DETRITUS
EXCURSUS
As I mentioned yesterday, LCMS parishioners
will never call their pastors “Father”
for any number of (bad and specious) reasons.
But what is interesting is that they have no problem calling them “Pastor.” They will refer to their minister (a term that everyone in America likes because it also
denotes, “servanthood” which everyone
likes so long as the servant is the other guy) as Shepherd, which by implication makes them sheep (one of the
dumbest, most inept of animals), but not by “Father”
which makes them beloved children: go figure.
But as I was re-reading Chemnitz’s Enchiridion recently I noted something
that had escaped me in the past. In the
prefaces both Chemnitz and Polycarp Leyser are referred to as “Dom”

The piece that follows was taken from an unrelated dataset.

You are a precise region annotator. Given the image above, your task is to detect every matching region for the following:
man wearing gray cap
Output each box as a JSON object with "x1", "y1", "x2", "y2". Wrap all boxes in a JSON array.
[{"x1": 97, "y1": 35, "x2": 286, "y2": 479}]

Chemnitz and “Dom” Leyser.
I had encountered this title before with
Roman Catholic monks and clergy—e.g. Dom
Gueranger (he of the famed The Liturgical
Year volumes) but found it fascinating to be applied to our confessional
forebears. The end notes correctly cited
the word as an abbreviation for Dominus
(Lord). This is not Lord as in Adonai but as in “Lords & Ladies of England.”
Still, if it was good enough for the Second
Martin, maybe our people will start to use it with us where they would be
burned at the stake in Smithfield before calling us “Father.”